Turkey’s abrupt about-face
Israel is the canary in the coal mine, the first to breathe the toxic fumes of political change as the Turks seek to win Islamist friends. The government expelled the Israeli ambassador and cut military ties with Israel after the Israelis refused to apologize for the deaths of nine Turkish ‘activists’ on a ship in a Turkish-based flotilla attempting to break the Israeli embargo to Gaza. Israel has expressed ‘regret for the loss of life,’ and a United Nations investigation concluded that the Israeli blockade was legal and the Israeli commandos acted only in the face of ‘organized and violent resistance.’

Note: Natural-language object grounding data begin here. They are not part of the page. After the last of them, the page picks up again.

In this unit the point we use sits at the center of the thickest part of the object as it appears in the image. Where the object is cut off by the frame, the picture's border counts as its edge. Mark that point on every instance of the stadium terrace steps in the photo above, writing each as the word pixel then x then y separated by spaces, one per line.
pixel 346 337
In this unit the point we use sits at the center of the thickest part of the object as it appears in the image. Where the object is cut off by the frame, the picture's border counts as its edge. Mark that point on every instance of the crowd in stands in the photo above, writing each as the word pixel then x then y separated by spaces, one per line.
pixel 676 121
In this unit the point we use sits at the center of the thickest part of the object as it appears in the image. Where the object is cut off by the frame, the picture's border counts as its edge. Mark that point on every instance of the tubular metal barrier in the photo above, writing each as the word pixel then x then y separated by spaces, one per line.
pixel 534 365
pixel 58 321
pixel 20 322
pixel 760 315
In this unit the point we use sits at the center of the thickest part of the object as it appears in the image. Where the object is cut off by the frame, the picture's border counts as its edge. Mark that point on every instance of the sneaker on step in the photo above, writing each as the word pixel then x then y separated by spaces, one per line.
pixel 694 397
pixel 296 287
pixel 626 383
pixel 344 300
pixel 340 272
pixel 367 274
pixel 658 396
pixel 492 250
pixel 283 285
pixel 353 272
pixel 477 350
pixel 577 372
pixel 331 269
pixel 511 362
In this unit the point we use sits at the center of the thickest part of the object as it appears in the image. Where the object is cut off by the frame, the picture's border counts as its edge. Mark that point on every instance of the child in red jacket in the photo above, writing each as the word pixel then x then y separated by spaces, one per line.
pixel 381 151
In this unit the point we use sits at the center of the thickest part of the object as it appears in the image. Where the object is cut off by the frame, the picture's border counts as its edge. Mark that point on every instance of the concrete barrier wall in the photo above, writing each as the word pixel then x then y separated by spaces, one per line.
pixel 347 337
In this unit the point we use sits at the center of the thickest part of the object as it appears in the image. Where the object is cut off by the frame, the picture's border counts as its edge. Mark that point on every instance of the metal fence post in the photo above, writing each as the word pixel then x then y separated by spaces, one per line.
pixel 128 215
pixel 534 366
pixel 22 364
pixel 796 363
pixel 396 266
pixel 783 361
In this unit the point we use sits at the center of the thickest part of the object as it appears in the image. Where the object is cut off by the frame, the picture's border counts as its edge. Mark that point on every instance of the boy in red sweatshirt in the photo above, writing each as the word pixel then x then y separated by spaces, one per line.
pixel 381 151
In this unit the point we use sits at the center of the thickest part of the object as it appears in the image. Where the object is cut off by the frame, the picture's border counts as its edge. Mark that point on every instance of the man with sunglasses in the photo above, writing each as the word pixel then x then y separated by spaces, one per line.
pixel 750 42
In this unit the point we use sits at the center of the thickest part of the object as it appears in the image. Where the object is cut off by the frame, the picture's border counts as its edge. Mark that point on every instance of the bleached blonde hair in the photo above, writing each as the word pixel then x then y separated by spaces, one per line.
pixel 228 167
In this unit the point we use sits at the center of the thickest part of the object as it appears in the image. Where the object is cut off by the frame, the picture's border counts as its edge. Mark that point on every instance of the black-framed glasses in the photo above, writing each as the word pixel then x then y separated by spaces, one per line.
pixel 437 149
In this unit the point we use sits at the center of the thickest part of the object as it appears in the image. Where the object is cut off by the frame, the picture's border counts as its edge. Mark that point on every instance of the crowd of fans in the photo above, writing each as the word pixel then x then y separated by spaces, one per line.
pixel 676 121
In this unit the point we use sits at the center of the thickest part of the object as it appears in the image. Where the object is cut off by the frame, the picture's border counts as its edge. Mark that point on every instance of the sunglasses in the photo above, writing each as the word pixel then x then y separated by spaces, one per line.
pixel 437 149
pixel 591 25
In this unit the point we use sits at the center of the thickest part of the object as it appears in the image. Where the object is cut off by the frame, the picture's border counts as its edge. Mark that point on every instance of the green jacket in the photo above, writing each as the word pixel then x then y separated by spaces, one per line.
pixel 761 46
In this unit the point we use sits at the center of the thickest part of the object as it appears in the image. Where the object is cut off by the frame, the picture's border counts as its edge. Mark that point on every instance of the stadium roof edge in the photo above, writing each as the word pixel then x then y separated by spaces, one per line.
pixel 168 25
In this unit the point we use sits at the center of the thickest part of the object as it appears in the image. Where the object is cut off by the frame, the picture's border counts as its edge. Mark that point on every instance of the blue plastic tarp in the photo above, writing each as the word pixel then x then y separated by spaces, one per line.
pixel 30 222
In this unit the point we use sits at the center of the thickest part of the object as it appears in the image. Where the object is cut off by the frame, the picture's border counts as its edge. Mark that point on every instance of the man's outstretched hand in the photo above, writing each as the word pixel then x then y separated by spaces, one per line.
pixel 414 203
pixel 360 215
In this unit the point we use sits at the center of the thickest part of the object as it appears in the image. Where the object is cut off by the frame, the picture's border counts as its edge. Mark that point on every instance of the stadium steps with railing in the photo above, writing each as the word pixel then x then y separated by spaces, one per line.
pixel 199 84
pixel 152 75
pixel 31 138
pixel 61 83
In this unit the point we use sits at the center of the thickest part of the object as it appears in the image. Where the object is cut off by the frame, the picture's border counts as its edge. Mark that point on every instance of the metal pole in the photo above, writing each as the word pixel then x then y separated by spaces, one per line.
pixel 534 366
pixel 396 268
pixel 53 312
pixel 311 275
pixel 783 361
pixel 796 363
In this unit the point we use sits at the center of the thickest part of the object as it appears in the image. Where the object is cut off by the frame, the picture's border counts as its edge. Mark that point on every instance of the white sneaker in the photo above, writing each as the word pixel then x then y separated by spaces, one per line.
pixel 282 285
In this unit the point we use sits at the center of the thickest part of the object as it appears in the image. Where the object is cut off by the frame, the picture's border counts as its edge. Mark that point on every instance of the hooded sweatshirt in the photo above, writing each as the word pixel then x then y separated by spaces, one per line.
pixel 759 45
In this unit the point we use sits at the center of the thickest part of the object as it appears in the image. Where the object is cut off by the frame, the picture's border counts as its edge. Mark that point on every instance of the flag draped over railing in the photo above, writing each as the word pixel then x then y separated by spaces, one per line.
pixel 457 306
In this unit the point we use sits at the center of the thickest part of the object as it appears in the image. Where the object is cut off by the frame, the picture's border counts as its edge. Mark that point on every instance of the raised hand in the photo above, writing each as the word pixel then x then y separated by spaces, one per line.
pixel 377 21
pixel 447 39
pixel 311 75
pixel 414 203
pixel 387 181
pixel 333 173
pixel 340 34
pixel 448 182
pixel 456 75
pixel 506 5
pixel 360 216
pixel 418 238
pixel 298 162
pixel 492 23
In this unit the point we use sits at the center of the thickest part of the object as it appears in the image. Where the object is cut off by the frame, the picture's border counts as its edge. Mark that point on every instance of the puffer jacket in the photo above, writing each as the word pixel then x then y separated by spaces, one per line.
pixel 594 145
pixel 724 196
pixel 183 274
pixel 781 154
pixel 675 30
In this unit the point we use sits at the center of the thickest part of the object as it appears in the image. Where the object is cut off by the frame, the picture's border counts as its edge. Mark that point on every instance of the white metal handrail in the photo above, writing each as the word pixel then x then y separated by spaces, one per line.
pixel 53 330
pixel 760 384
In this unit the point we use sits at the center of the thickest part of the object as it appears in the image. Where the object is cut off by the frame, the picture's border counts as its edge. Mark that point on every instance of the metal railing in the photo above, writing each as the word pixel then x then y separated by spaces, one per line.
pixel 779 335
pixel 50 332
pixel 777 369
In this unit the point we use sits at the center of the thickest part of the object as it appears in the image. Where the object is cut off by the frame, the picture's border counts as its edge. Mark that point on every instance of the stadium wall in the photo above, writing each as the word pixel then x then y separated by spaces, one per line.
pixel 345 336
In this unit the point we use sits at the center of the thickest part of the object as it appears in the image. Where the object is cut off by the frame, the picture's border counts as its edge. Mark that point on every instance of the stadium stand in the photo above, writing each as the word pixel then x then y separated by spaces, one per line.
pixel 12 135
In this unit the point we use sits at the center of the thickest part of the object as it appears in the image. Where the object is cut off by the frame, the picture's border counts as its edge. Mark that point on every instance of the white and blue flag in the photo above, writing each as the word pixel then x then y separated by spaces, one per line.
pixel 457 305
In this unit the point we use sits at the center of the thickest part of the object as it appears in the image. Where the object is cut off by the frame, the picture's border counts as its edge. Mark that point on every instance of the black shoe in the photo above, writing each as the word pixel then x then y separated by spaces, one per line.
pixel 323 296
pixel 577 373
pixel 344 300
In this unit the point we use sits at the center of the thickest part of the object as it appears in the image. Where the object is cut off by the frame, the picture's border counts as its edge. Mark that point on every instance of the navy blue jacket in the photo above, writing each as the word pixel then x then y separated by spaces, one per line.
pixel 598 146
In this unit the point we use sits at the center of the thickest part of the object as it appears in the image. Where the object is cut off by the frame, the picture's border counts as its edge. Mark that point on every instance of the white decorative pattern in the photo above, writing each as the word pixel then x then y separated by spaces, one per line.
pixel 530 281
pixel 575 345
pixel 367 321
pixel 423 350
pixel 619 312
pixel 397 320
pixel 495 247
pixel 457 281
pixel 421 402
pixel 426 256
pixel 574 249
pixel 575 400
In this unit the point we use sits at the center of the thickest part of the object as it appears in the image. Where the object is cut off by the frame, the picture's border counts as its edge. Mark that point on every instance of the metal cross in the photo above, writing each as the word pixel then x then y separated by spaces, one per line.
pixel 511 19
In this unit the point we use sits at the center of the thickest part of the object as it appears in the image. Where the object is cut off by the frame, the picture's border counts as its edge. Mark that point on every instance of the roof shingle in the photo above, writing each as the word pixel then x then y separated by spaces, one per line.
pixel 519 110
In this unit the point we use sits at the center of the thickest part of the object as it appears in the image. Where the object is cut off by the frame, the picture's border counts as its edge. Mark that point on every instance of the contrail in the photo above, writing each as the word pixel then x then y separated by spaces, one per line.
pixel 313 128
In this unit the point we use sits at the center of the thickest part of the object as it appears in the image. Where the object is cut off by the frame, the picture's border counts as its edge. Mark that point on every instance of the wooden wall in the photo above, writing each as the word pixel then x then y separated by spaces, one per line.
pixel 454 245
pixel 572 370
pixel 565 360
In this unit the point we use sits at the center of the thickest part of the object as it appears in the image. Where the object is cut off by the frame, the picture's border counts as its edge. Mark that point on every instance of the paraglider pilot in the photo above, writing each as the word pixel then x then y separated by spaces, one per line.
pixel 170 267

The Turkish reaction sounds like a ploy to signal Islamists that Turkey is on their side. ‘While diplomats and generals too often ascribe tensions between Turkey and the West to a reaction to the Iraq War,’ says Michael Rubin of the American Enterprise Institute, ‘or disappointment with the slow pace of the European Union-accession process, or anger at the death of nine Turks killed in a clash with Israeli forces aboard the blockade-challenging Mavi Marmara, in reality Turkey’s break from the West was the result of a deliberate and steady strategy initiated by Mr. Erdogan upon assuming the reins of government.’ Mr. Erdogan emphasized his secularism initially and Western officials, eager to believe him, ignored his record and his party’s ties to Islamist ideology.